What a cool looking duck! I've never heard of the Oldsquaw, but I kind of like that name. I don't mean to be insensitive to any culture, it's just the native connotation I like, I guess.

We get loads of juncos around here. I always know the Fall has begun and Winter is right around the corner when the first one lands on my back porch. In the Spring, of course, it's the robins.

Kat

Lin said...

I like the new name better-what a fun bird and the colors are amazing. thanks for sharing info on it.

bobbie said...

Your long-tailed duck is one I've never seen. An interesting looking creature.

Sylvia K said...

What a lovely bird! I've never seen one like that and he is different as well as beautiful, whatever they call him. Thanks for a glimpse, it's always such fun to find out, see something new!

gardenpath said...

I knew that junco name didn't sound quite right when I looked it up!

My book still says OldSquaw. It is the Audubon New England Field guide, 2000. In the past few years, though, the state of Maine has renamed everything with Indian names like this. I do understand why, don't you? We have them here, for sure.

magiceye said...

that sure is a very pretty looking bird!

SandyCarlson said...

What beautiful ducks. I am glad they were there for you. And I'm glad you found out their name! I love the way bloggers help each other out with the right info!

Shellmo said...

That is one of the most handsome ducks I have seen!

Kelly said...

I have never seen anything like these! Amazing!!! I'm also glad that the re-named them! Great post and sure loved learning about them! Thanks for sharing!! Beautiful, beautiful, beautiful!!!

Geraldine said...

What an unusual bird! I've never seen these before.
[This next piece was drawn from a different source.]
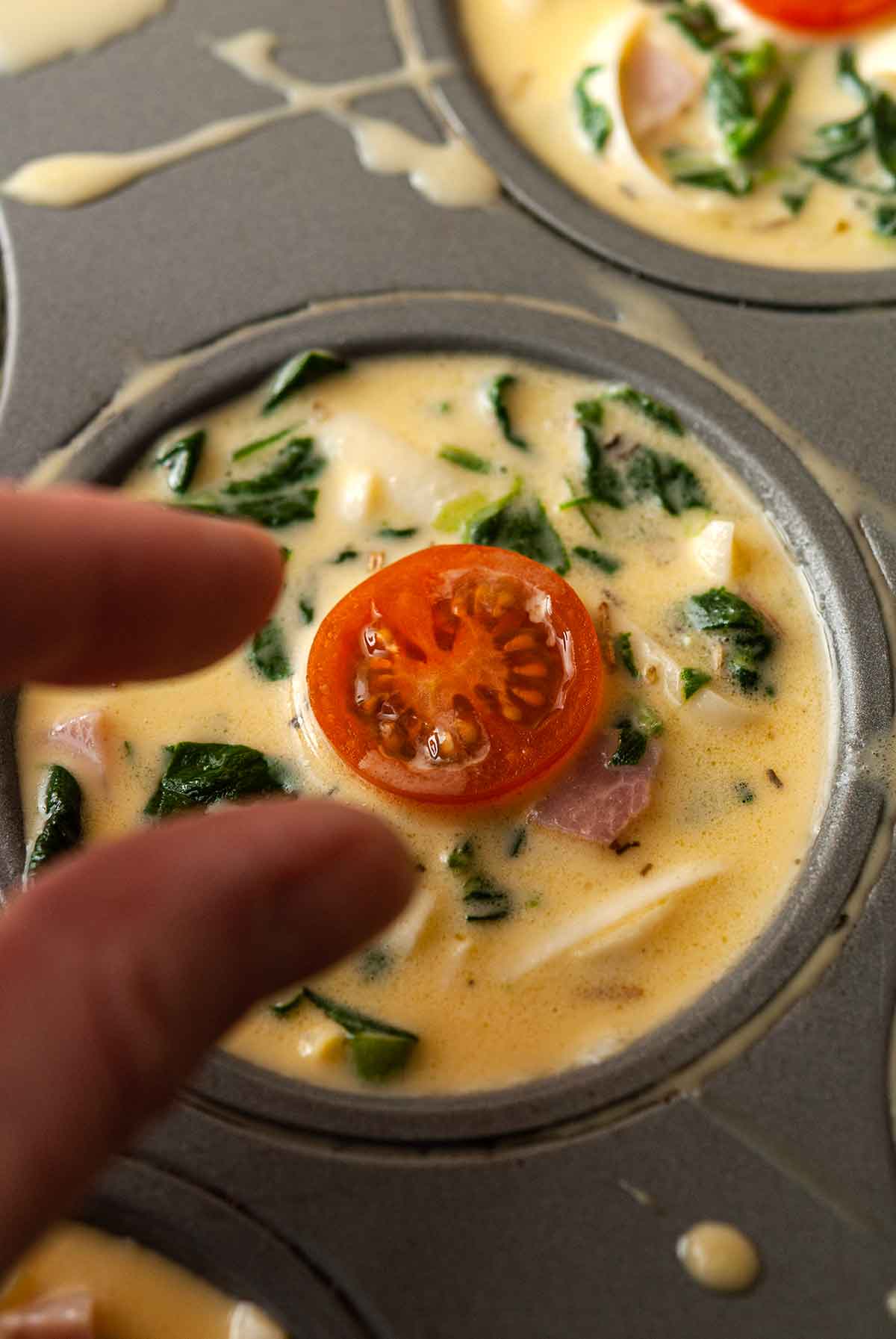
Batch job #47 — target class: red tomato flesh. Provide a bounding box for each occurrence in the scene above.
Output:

Thanks for sharing Deborah.

www.mypoeticpath.wordpress.com

Kathiesbirds said...

How beautiful! I like the name, "Old Squaw." It's more earthy. I like the name "Bald Pate" too, for the American Widgeon. I let the namers do their thing and I do mine. I keep my own lists and my own names. It only matters to me in the end anyways. I'm not competing with anyone esle, which is the way I like it!